Lors du dernier salon mondial du naval de défense Euronaval, j’ai eu le plaisir de réunir des profils variés pour évoquer le sujet de l’innovation dans le soutien naval. Du rapport remis fin 2018 à la ministre des Armées d’alors par Jean-Georges Malcor sur le maintien en condition opérationnelle (MCO) naval, qui distribuait quelques satisfécits mais listait aussi des axes d'amélioration, en passant par les décisions ministérielles prises début 2019 qui donnait une feuille de route pour la modernisation du MCO naval, ou encore le plan stratégique Mercator de 2018 de la Marine nationale puis Mercator accélération de 2021, tous indiquaient la nécessité que "cela flotte" plus (et… indirectement moins cher), vus les enjeux actuels.

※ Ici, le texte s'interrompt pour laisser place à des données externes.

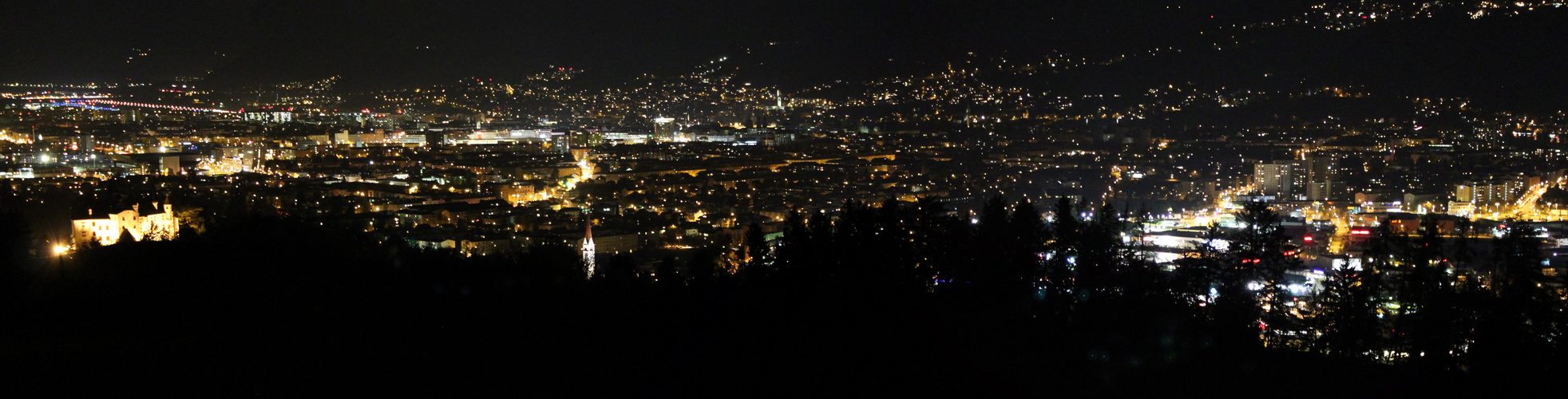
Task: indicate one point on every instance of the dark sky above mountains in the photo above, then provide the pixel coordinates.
(402, 42)
(375, 41)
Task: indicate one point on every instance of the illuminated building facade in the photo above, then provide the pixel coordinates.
(157, 224)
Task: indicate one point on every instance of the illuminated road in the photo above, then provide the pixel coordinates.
(159, 105)
(1526, 208)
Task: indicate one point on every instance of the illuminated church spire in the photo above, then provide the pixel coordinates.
(588, 247)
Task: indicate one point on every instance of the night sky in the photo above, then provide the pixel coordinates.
(402, 44)
(375, 42)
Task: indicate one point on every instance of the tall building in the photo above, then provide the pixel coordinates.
(663, 128)
(156, 224)
(1322, 180)
(588, 247)
(1275, 179)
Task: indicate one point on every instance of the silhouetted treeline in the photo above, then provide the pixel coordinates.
(896, 296)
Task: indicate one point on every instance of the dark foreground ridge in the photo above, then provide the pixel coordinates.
(283, 309)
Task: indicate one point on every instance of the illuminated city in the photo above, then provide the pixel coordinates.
(766, 200)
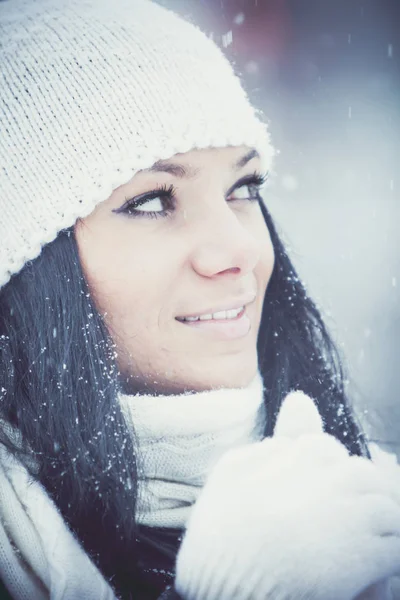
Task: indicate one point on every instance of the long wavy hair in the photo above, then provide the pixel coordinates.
(59, 390)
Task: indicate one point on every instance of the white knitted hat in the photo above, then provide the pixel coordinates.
(90, 93)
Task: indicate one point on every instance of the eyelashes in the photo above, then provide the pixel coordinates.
(167, 196)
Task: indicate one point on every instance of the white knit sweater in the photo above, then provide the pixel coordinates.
(40, 559)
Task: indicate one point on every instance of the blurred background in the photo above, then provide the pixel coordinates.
(326, 74)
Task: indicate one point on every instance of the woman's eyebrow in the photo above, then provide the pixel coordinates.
(185, 172)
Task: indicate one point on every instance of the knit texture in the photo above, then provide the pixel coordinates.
(93, 91)
(181, 437)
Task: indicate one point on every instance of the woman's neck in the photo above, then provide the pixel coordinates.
(180, 437)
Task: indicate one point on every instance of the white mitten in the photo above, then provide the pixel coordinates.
(292, 517)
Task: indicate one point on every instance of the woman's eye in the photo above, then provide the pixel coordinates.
(151, 205)
(245, 192)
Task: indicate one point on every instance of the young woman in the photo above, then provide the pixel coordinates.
(158, 351)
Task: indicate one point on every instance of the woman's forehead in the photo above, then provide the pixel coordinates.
(189, 164)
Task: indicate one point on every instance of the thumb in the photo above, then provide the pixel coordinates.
(298, 416)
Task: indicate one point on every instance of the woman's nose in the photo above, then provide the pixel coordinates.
(222, 242)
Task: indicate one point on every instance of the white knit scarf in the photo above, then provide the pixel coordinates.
(180, 437)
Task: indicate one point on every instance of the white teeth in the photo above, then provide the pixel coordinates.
(222, 314)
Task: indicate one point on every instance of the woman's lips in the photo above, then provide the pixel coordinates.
(224, 328)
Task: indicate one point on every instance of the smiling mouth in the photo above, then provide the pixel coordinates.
(228, 329)
(223, 315)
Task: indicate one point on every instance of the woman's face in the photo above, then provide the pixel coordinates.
(152, 263)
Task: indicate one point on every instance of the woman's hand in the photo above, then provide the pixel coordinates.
(291, 517)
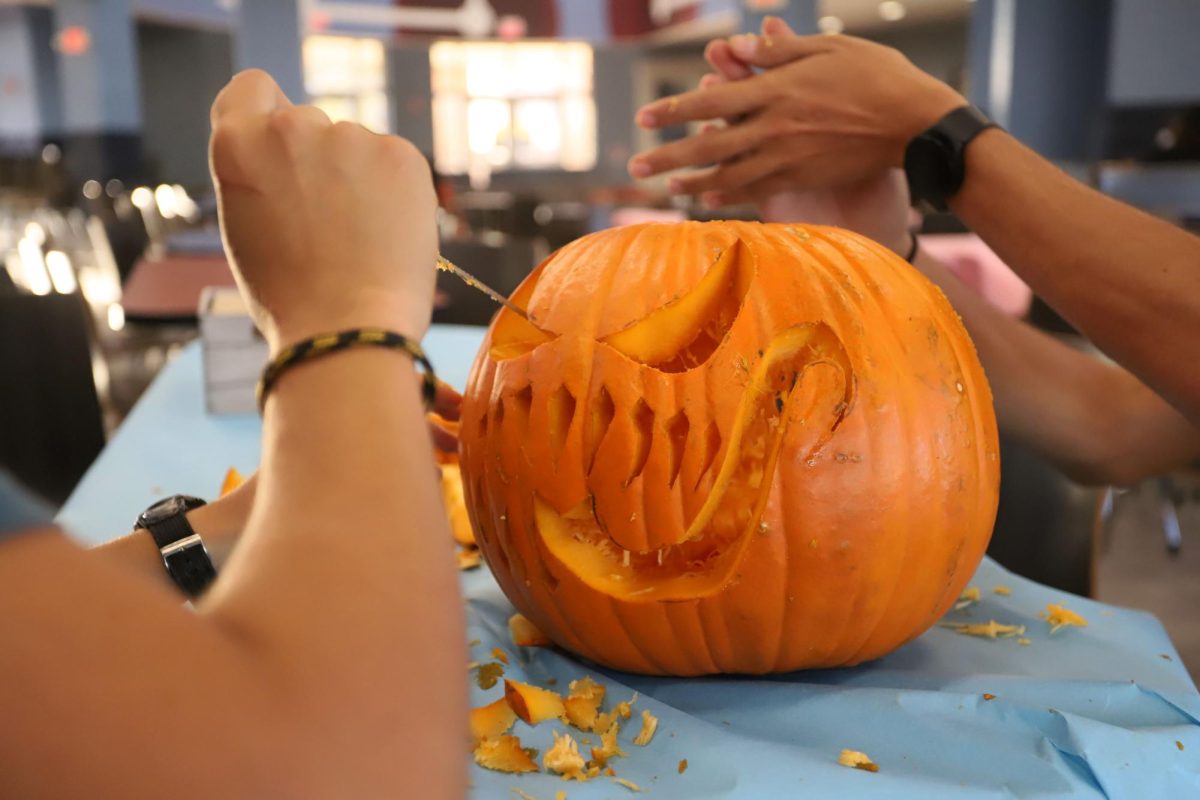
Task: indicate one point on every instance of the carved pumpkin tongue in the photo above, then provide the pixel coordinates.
(745, 468)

Comment l’innovation participe et peut participer à cet effort de guerre ?
Etre ouvert à l’innovation
Fondée en 2019 par trois connaissances travaillant dans le milieu maritime plutôt civil,
MaDfly propose des services par engin télépiloté répondant aux contraintes d’accès de ce milieu pour les interventions en intérieur, en extérieur et en sous-marin.
Grâce à des drones aériens, flottants ou sous-marins, les inspections de structures hautes, de soutes, de coques ou autres sont rendues plus rapides, plus sûres et moins coûteuses. Comme le dit Thierry Guillot, un des co-fondateurs, "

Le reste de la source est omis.